By Dr. Walter G. Howell

When Union soldiers entered Clinton on May 12, 1863, hundreds of Clintonians witnessed what took place. Alice Shirley, a school girl at the Central Female Institute, later wrote an account of what happened that day. Alice’s father, fearing for her safety, had traveled from Vicksburg by train to Clinton on May 11 to take her home. Alice boarded at the home of James Jay Shirley, her half-brother who was married to Harriet Dunton. Alice and her father remained overnight and planned to catch a train to Vicksburg the next day.
They were still in town when the first unit of Union soldiers marched into Clinton from the Raymond road. Alice heard the cries of “the Yankees are coming, the Yankees are coming!” Mr. Shirley was northern-born and a Union sympathizer, so he was pleased when he heard the cries. Alice remembered “the cries spreading terror throughout the streets of Clinton.”
The Union soldiers burned the depot and tore up a section of the tracks to disrupt Confederate use of the railroad. Alice watched as the soldiers heated the iron rails over an open fire and then bent them around trees into what people later called “Sherman Neckties,” for the Union general Sherman.
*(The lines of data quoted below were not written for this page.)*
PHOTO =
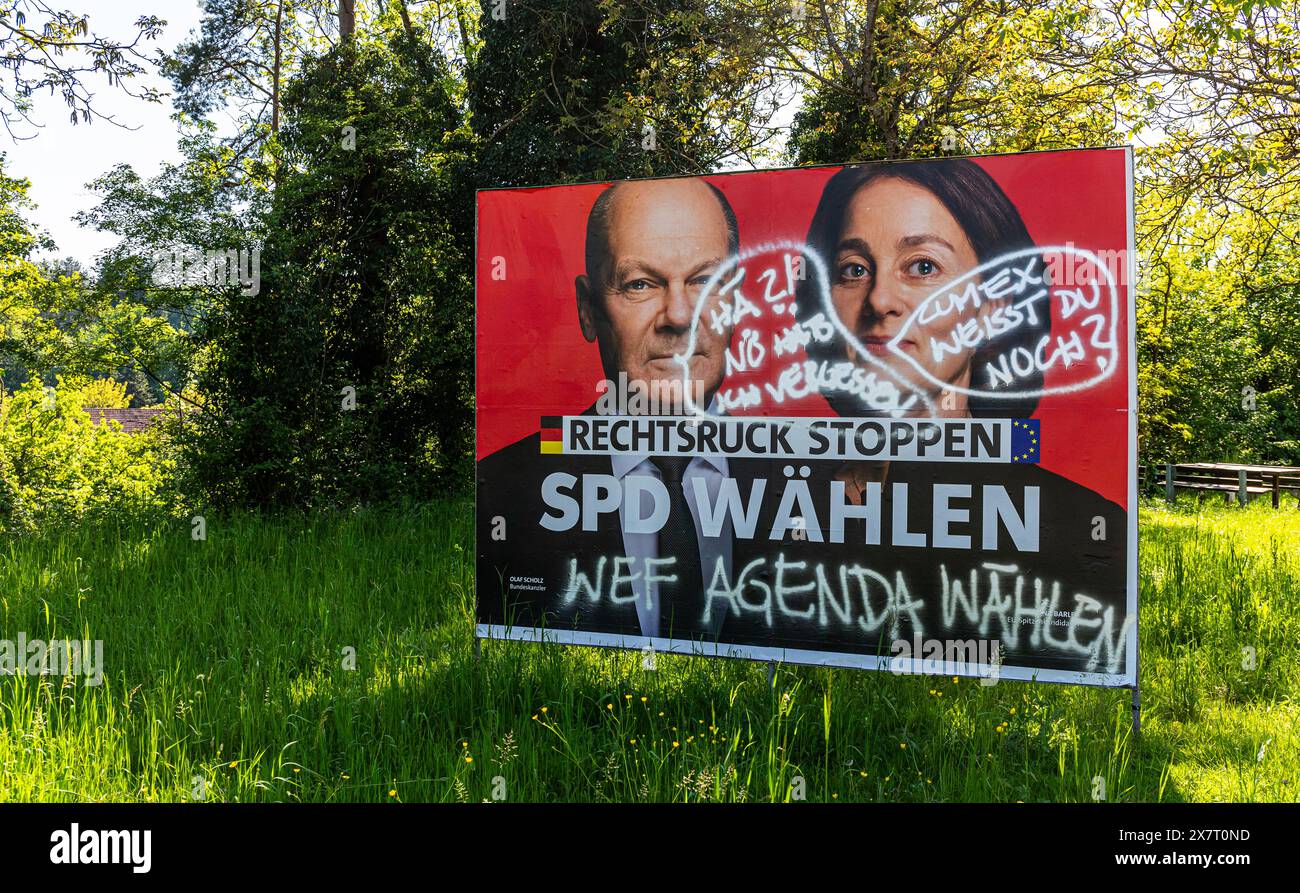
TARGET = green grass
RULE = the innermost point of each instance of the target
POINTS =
(225, 677)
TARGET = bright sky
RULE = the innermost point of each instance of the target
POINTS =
(60, 159)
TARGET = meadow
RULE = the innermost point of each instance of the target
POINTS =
(330, 658)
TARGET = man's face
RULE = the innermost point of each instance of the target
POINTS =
(666, 239)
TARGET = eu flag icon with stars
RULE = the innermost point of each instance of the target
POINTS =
(1025, 441)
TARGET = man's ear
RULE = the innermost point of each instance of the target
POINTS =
(586, 310)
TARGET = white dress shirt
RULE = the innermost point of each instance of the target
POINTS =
(641, 546)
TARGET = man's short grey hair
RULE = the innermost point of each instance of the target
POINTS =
(598, 230)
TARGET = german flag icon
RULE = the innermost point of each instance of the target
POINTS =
(553, 434)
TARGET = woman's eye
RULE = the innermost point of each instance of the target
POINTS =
(853, 271)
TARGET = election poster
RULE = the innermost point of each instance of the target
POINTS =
(876, 415)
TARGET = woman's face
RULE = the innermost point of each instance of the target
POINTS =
(898, 245)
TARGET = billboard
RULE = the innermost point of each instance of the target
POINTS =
(876, 415)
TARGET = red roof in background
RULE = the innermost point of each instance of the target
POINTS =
(130, 420)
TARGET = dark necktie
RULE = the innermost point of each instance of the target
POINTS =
(681, 601)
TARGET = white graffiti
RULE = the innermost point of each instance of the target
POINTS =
(997, 601)
(996, 299)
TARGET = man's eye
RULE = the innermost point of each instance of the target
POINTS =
(853, 271)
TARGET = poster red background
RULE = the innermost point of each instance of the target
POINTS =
(532, 359)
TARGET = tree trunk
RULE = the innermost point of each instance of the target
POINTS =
(346, 18)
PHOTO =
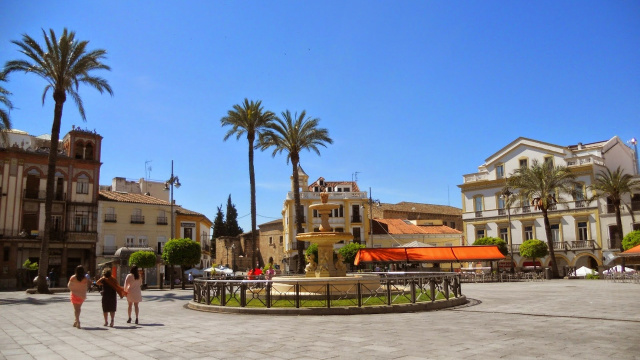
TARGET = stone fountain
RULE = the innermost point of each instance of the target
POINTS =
(327, 271)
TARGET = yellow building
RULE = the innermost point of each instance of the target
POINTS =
(132, 222)
(351, 216)
(195, 226)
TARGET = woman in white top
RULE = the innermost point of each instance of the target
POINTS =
(133, 284)
(78, 289)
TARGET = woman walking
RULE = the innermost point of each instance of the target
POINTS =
(110, 289)
(132, 285)
(78, 288)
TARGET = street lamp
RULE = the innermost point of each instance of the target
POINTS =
(506, 196)
(168, 185)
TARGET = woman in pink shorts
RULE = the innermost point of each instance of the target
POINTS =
(78, 286)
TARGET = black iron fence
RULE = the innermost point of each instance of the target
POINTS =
(385, 289)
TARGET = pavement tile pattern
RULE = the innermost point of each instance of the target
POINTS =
(559, 319)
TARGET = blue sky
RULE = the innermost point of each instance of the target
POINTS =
(414, 93)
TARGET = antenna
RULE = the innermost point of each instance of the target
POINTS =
(147, 169)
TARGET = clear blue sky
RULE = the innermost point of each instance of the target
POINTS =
(414, 93)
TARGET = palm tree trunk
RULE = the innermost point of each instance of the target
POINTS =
(252, 181)
(48, 202)
(296, 200)
(552, 253)
(619, 233)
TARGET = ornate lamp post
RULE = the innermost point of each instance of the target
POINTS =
(506, 196)
(168, 185)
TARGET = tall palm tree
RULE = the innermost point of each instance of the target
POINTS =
(292, 134)
(249, 119)
(614, 185)
(540, 183)
(5, 122)
(64, 64)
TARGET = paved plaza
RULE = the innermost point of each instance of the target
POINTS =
(560, 319)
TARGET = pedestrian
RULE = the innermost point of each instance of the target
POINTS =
(52, 278)
(110, 289)
(78, 288)
(133, 286)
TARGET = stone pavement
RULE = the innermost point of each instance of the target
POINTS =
(559, 319)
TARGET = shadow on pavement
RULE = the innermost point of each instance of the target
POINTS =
(33, 301)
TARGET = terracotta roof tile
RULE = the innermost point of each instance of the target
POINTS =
(399, 226)
(130, 198)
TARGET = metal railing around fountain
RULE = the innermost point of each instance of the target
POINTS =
(394, 288)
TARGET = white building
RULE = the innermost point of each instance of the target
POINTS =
(583, 231)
Alice wrote: “the usually quiet town of Clinton was now all confusion. The soldiers were bent on destruction, stables were torn down, smoke houses invaded and emptied of their bacon and hams, chicken houses were depopulated, vehicles of all kinds were taken or destroyed, barrels of sugar and molasses were emptied.”
Alice and her father remained in Clinton for several weeks, since it was too dangerous to travel. She remembered her father entertaining a group of Union soldiers who stopped by asking for water. Soldiers were seizing all food supplies, and her sister-in-law hid food, chickens and turkeys in the parlor of the house. Alice played the piano in the parlor, which startled the chickens and turkeys that flapped their wings trying to fly through the house. The soldiers looked at each other and laughed. The John Shirley family was one of several Union sympathizers in 1863.
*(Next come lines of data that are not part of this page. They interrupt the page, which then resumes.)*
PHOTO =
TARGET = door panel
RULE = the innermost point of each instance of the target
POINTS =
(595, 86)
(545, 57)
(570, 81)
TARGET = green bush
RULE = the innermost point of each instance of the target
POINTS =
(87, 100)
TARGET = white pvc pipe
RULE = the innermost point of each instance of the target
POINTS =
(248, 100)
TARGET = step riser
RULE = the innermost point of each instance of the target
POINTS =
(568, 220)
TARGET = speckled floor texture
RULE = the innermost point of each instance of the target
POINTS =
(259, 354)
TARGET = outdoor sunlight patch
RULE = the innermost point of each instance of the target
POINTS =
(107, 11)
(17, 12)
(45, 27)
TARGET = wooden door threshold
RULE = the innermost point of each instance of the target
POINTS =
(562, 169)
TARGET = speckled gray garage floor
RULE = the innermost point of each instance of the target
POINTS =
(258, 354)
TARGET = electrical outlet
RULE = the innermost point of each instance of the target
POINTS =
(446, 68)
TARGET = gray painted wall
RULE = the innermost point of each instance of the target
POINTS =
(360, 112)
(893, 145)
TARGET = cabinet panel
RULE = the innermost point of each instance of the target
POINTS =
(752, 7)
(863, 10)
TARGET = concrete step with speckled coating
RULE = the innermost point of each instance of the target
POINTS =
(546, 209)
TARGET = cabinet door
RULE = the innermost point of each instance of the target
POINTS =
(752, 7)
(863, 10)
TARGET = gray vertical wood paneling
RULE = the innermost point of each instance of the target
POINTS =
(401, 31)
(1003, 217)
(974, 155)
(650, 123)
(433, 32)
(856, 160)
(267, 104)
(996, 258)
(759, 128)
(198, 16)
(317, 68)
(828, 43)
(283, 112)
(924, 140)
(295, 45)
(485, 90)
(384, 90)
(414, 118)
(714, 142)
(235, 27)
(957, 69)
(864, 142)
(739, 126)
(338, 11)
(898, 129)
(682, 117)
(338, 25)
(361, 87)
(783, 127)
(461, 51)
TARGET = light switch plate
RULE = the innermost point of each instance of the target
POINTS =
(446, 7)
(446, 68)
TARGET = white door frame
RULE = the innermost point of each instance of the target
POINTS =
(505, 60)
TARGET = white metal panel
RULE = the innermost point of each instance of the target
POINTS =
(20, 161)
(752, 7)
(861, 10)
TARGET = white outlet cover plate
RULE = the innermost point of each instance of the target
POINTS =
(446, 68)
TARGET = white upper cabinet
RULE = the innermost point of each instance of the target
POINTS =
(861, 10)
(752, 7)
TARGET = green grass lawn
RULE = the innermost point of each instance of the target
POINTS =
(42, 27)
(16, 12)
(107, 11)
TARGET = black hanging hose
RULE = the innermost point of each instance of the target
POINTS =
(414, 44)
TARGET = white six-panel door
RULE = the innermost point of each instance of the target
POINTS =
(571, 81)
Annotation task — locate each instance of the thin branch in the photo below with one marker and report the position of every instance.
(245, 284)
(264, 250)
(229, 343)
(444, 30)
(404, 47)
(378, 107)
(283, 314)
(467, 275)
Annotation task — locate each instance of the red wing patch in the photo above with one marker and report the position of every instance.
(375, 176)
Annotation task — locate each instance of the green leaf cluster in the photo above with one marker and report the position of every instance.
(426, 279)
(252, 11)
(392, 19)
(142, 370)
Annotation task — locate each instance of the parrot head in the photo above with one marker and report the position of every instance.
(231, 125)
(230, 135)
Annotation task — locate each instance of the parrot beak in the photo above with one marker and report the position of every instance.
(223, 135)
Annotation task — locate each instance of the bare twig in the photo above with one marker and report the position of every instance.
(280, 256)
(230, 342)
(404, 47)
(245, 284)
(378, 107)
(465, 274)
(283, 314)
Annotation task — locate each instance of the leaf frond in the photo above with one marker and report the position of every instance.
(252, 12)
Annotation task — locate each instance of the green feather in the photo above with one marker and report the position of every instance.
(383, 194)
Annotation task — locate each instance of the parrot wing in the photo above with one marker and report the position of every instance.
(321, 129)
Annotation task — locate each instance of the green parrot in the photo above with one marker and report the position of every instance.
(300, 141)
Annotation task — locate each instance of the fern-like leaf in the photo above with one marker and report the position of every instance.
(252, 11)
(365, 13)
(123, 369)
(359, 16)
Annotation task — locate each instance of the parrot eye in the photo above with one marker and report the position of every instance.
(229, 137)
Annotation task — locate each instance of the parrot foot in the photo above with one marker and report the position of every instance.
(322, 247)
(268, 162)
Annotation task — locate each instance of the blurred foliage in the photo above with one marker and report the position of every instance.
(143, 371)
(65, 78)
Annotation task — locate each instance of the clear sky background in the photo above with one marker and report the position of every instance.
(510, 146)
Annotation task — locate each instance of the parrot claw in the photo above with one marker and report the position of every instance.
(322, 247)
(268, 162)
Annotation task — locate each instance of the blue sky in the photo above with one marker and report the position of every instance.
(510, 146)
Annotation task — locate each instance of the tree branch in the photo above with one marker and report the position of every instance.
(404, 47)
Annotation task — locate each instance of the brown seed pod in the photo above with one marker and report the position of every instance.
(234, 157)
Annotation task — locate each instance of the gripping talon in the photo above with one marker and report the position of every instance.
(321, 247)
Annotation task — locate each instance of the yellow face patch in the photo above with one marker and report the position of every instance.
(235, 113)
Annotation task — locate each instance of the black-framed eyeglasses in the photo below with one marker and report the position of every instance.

For three days, Union soldiers searched for food and anything usable on the plantations around Clinton. After confiscating anything of value, they burned the plantations and moved on. When they came to Greenwood, Cowles Mead’s plantation then occupied by his daugh-ter-in-law, they directed Mrs. Mead to get her personal possessions and leave. One soldier went into the cellar “looking for Confederate soldiers” and accidently locked himself in the small space. He had a seizure of claustrophobia and started yelling and screaming – “a howl of terror,” according to Mrs. Mead. The other soldiers broke the cellar door, and he came out covered with jam and jellies and arms laden with wine bottles and food. The soldiers had a good laugh and then burned Greenwood.
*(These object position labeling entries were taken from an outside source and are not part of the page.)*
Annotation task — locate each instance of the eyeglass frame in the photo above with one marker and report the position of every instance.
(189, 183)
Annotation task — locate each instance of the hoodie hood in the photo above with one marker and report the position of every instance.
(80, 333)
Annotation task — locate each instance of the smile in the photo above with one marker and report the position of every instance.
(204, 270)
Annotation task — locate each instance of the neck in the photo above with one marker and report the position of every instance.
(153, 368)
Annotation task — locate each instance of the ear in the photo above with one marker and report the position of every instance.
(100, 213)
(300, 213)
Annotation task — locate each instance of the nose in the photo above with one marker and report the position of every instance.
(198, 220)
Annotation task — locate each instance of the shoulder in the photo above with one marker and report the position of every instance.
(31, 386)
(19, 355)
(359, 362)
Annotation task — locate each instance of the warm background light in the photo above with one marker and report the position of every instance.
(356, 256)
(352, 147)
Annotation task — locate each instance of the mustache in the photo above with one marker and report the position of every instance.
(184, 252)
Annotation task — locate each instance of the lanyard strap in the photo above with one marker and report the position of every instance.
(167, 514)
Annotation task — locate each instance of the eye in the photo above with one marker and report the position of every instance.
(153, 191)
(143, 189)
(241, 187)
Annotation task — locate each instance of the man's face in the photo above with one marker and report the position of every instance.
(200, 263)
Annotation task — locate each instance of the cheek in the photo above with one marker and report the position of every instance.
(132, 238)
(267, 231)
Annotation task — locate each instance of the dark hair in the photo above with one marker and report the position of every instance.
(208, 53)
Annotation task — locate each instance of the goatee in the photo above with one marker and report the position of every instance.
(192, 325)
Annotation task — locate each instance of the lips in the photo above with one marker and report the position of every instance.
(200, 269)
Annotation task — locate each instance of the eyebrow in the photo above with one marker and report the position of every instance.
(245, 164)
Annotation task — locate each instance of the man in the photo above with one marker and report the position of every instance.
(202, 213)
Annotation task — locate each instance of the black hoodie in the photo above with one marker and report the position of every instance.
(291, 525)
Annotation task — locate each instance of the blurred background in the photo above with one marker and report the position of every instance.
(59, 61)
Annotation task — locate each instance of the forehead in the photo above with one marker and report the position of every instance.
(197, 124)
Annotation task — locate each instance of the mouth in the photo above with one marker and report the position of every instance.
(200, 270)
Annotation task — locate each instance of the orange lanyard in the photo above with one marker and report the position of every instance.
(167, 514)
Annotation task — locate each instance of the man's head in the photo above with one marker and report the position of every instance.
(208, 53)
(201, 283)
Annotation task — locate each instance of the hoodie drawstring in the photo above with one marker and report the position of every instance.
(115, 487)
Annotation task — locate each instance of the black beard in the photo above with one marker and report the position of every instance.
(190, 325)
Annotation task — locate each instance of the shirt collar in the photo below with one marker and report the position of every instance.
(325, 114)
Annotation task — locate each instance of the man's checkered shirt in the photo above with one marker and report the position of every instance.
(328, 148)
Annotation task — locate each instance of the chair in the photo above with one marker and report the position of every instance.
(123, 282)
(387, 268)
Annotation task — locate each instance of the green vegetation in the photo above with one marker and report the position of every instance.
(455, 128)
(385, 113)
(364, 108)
One Clinton tradition tells the story of soldiers stealing the sword of Aaron Burr from Greenwood before it was burned. Another story says Mrs. Mead gave the Burr sword to Captain Johnson Welborn before the Rifles left for Virginia in 1861 and that a Yankee soldier stole it from Welborn’s tent.
Cowles Mead was acting governor of the Mississippi Territory in 1807 when he arrested Aaron Burr during the “Burr Conspiracy.” Mead saw Burr’s surrender as the crowning event of his life and never ceased telling the story and claiming he had Burr’s sword. We don’t know if there was an Aaron Burr sword; but if there was, the Yankees got it in 1861 or 1863, according to Clinton tradition.

 

Editor’s note: 2011 marked the beginning of the sesquicentennial observation of the American Civil War. This is the fifteenth in a series of pieces by Dr. Walter Howell that will follow the movements of the Mississippi College Rifles, the fate of Clintonians  involved in the fighting and other events on the home front.